Prove that the polynomial $\displaystyle f(x)=a+bx+cx^2+dx^4+ex^5$ has at least one real zero. - Nov 19th 2006, 12:23 AMCaptainBlack
As:

$\displaystyle x \to \infty$ $\displaystyle f(x) \to + \infty$

and:

$\displaystyle x \to -\infty$ $\displaystyle f(x) \to - \infty$

$\displaystyle f(x)$ as its continuous has a real root.

In fact all odd order polynomial with real coefficients must have at

least one real root.

RonL - Nov 19th 2006, 06:00 AMThePerfectHacker
Use mean value theorem for integral.

Consider the continous function on $\displaystyle [0,1]$, $\displaystyle f(x)=a+bx+cx^2+dx^4+ex^5$.

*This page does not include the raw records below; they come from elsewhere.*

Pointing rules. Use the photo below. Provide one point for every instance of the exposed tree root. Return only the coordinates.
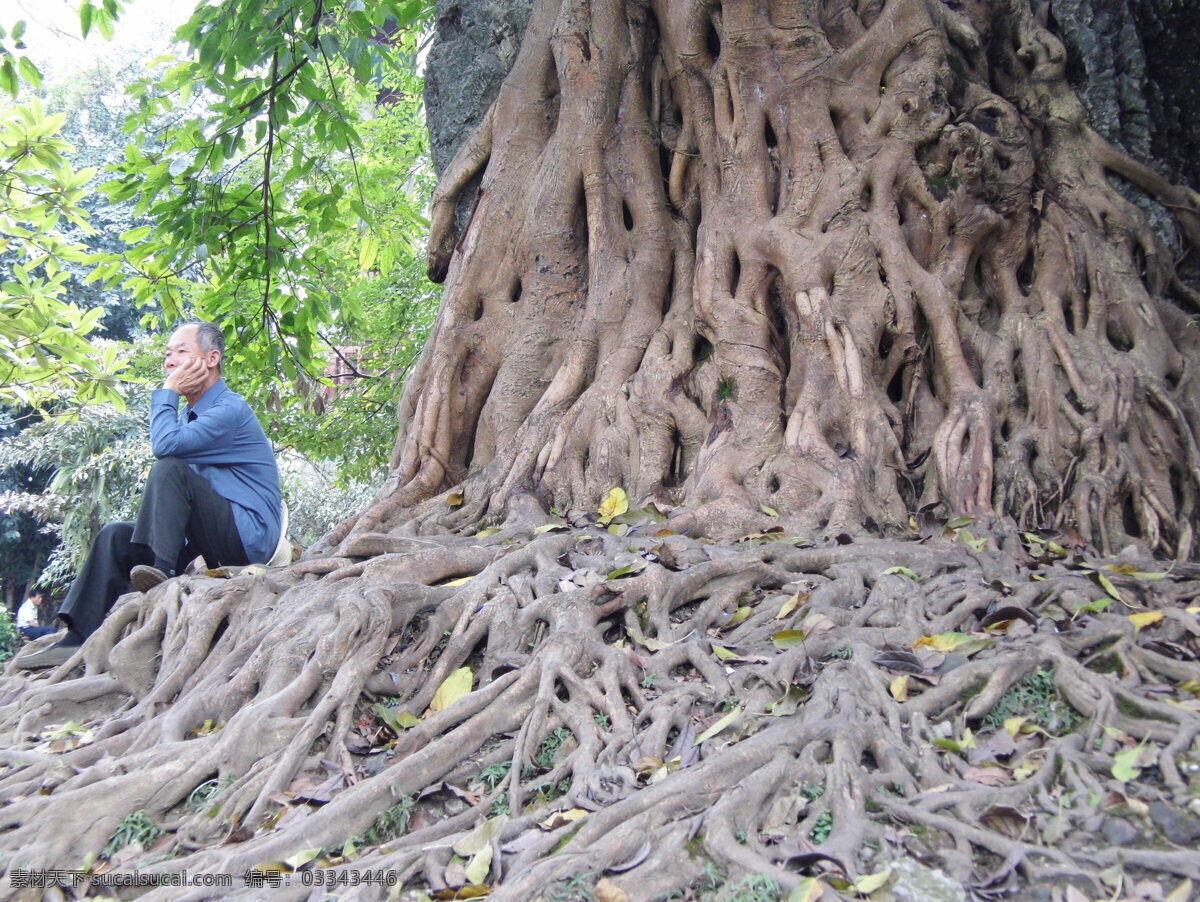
(995, 759)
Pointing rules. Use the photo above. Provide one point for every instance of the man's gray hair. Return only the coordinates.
(209, 337)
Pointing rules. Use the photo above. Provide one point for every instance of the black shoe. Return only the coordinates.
(53, 656)
(143, 577)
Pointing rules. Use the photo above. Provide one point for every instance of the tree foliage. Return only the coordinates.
(256, 186)
(45, 347)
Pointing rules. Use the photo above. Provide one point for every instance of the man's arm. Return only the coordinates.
(203, 440)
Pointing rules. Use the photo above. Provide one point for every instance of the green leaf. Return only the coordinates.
(1125, 764)
(868, 884)
(787, 638)
(635, 567)
(85, 13)
(729, 719)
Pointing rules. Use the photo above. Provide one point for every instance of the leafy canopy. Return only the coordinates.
(255, 185)
(45, 348)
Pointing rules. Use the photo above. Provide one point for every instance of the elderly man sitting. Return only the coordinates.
(213, 491)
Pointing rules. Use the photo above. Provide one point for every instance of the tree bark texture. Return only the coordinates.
(827, 260)
(837, 260)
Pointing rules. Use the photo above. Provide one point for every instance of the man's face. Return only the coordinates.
(184, 347)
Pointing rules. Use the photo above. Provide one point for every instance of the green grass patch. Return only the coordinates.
(1033, 697)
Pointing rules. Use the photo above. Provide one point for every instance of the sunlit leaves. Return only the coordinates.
(45, 349)
(276, 181)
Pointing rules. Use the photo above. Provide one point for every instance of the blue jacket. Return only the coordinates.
(226, 445)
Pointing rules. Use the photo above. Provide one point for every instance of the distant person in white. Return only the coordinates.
(27, 617)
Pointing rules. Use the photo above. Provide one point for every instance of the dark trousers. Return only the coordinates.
(180, 517)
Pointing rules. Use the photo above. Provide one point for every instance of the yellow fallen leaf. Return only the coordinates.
(613, 505)
(1182, 893)
(480, 866)
(791, 605)
(810, 890)
(1145, 618)
(1192, 686)
(303, 858)
(719, 726)
(1013, 726)
(739, 615)
(453, 687)
(609, 891)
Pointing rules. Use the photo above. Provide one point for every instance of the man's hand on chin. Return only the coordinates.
(187, 378)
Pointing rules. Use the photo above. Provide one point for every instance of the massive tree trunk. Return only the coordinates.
(783, 271)
(841, 263)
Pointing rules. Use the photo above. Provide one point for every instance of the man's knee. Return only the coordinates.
(168, 468)
(114, 535)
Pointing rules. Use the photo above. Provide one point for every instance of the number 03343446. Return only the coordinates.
(348, 877)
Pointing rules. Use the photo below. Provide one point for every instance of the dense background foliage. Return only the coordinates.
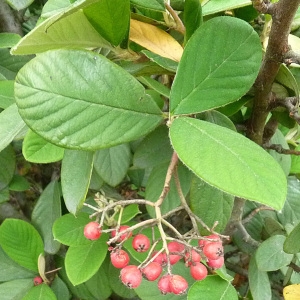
(177, 118)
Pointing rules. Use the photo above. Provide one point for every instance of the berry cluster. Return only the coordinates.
(209, 252)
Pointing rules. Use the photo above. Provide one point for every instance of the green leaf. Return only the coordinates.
(45, 212)
(68, 229)
(26, 244)
(70, 28)
(76, 106)
(150, 4)
(11, 125)
(283, 160)
(259, 282)
(40, 292)
(221, 66)
(146, 154)
(10, 270)
(155, 185)
(83, 261)
(292, 242)
(15, 289)
(8, 165)
(36, 149)
(6, 93)
(222, 289)
(215, 6)
(60, 289)
(164, 62)
(192, 15)
(7, 40)
(76, 172)
(10, 65)
(112, 163)
(113, 21)
(290, 214)
(19, 4)
(224, 158)
(270, 255)
(203, 197)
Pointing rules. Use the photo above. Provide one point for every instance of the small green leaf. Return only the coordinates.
(270, 255)
(192, 15)
(83, 261)
(112, 163)
(157, 141)
(150, 4)
(15, 289)
(10, 270)
(221, 66)
(224, 158)
(292, 242)
(11, 124)
(259, 282)
(113, 21)
(45, 212)
(76, 107)
(203, 197)
(76, 172)
(222, 289)
(8, 164)
(21, 242)
(40, 292)
(155, 185)
(38, 150)
(6, 93)
(68, 229)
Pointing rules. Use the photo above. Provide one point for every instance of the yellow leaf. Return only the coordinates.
(292, 292)
(155, 40)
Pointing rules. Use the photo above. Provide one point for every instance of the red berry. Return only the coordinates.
(119, 258)
(216, 263)
(178, 285)
(161, 258)
(92, 231)
(175, 247)
(213, 250)
(202, 243)
(131, 276)
(196, 257)
(123, 236)
(164, 284)
(198, 271)
(152, 271)
(141, 243)
(37, 280)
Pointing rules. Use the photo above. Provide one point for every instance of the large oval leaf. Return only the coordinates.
(229, 161)
(81, 100)
(219, 65)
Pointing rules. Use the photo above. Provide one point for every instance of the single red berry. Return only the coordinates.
(37, 280)
(161, 258)
(152, 271)
(175, 247)
(141, 243)
(178, 285)
(131, 276)
(216, 263)
(92, 231)
(213, 250)
(198, 271)
(123, 236)
(196, 257)
(164, 284)
(202, 243)
(119, 258)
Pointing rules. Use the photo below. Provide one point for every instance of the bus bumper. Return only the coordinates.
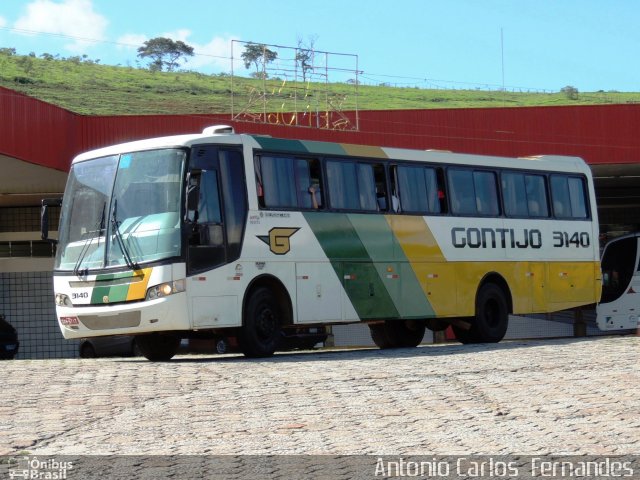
(162, 314)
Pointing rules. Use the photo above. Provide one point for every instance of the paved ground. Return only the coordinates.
(528, 397)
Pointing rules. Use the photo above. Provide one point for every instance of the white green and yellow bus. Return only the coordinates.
(261, 239)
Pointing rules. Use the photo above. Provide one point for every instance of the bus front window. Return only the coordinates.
(121, 210)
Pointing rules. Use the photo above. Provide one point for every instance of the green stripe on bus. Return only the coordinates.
(351, 262)
(392, 266)
(117, 293)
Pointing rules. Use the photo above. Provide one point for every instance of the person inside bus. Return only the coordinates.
(313, 189)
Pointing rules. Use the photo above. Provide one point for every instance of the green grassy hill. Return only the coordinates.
(89, 88)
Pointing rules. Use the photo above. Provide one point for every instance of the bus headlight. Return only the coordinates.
(63, 300)
(165, 289)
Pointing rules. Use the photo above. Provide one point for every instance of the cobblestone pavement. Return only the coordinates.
(564, 397)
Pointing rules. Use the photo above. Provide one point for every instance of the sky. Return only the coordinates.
(528, 45)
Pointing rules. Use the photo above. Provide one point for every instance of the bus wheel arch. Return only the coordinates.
(493, 304)
(266, 309)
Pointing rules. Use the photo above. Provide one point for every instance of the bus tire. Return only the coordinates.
(158, 347)
(492, 317)
(261, 331)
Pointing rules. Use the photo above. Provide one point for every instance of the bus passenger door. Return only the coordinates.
(214, 219)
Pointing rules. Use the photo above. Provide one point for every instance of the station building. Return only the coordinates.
(38, 141)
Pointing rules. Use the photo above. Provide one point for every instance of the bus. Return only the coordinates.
(619, 307)
(259, 239)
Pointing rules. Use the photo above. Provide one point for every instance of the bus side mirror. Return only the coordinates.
(44, 216)
(192, 196)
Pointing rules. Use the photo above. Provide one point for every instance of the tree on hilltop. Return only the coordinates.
(164, 52)
(259, 55)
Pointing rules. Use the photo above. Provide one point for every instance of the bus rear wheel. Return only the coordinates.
(398, 333)
(491, 320)
(158, 347)
(261, 331)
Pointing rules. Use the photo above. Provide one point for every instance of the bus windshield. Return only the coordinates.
(121, 210)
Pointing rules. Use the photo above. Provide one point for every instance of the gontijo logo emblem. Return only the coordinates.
(278, 239)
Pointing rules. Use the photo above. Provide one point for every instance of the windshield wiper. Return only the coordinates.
(99, 228)
(119, 238)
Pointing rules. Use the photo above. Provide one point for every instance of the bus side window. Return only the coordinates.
(569, 197)
(259, 187)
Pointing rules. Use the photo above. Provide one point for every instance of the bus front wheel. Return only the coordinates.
(261, 331)
(491, 320)
(158, 347)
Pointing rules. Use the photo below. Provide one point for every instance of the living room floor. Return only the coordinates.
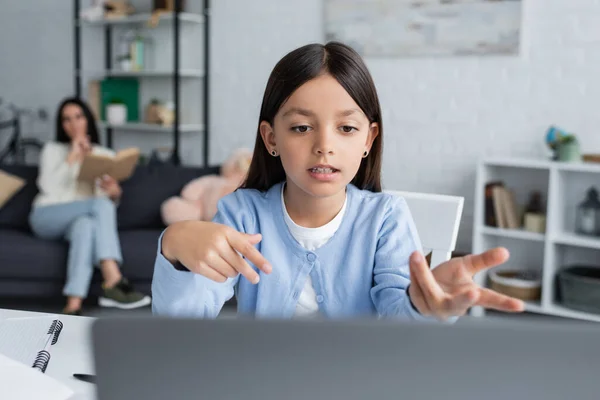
(93, 310)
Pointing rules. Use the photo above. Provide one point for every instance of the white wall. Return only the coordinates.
(440, 114)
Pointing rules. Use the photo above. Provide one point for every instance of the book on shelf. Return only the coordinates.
(120, 166)
(501, 210)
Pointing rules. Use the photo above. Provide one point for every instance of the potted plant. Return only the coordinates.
(568, 148)
(116, 112)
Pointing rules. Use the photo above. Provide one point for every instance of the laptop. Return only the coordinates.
(249, 359)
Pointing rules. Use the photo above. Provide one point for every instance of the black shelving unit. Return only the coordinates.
(176, 133)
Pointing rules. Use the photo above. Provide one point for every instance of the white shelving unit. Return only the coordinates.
(563, 187)
(143, 18)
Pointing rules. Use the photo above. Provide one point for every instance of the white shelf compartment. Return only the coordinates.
(142, 18)
(563, 187)
(513, 233)
(578, 240)
(139, 126)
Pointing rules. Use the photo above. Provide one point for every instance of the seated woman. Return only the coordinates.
(81, 212)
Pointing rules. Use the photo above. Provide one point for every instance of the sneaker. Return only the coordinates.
(123, 296)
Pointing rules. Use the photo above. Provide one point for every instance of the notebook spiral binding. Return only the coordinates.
(41, 361)
(43, 357)
(58, 325)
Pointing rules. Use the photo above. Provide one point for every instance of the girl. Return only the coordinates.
(319, 235)
(82, 213)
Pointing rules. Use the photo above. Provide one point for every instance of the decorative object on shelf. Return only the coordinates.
(579, 288)
(588, 214)
(591, 158)
(137, 53)
(199, 198)
(93, 13)
(163, 7)
(522, 284)
(151, 113)
(535, 219)
(159, 113)
(114, 9)
(133, 51)
(124, 62)
(568, 149)
(124, 89)
(564, 145)
(490, 209)
(116, 112)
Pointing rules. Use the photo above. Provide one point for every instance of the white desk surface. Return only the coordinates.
(71, 354)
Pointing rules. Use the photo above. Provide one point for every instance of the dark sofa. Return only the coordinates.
(32, 267)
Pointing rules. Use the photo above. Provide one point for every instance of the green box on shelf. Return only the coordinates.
(123, 90)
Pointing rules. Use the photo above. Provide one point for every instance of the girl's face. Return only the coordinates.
(321, 135)
(74, 121)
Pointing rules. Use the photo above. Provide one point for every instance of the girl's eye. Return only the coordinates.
(301, 128)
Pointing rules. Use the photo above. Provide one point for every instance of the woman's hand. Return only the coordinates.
(111, 187)
(80, 146)
(213, 250)
(448, 290)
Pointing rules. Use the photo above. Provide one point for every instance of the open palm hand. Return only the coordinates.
(449, 290)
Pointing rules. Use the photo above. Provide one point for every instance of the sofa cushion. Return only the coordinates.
(148, 188)
(139, 253)
(24, 256)
(15, 213)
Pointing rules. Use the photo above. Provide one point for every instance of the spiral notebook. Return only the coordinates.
(30, 340)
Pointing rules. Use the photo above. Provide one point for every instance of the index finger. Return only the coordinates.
(488, 259)
(242, 245)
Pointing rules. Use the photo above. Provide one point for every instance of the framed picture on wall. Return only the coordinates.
(397, 28)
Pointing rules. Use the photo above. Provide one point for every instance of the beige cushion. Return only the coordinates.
(9, 186)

By the integral mean value theorem there is a number $\displaystyle c\in [0,1]$ such as,

$\displaystyle f(c)(1-0)=\int_0^1 a+bx+cx^2+dx^4+ex^5dx$

But that tells us that,

$\displaystyle f(c)=ax+\frac{bx^2}{2}+\frac{cx^3}{3}+\frac{dx^5}{ 5}+\frac{ex^6}{6} \big|_0^1$

Evaluate,

$\displaystyle f(c)=a+\frac{b}{2}+\frac{c}{3}+\frac{d}{4}+\frac{e }{6}=0$

Note only we know it has a solution we know it has a solution on the interval $\displaystyle [0,1]$ - Nov 19th 2006, 10:20 AMThePerfectHacker
- Nov 19th 2006, 10:31 AMCaptainBlack
Well this partiular statement is independent of $\displaystyle e$ as I said any odd order

polynomial, but in this case yes I suppose $\displaystyle e$ could in principle

be zero.

In fact I do have another method using Descartes rule of signs which

does use the condition, which I beleive handles the possibility that

$\displaystyle e=0$ (but I don't intend to check that now).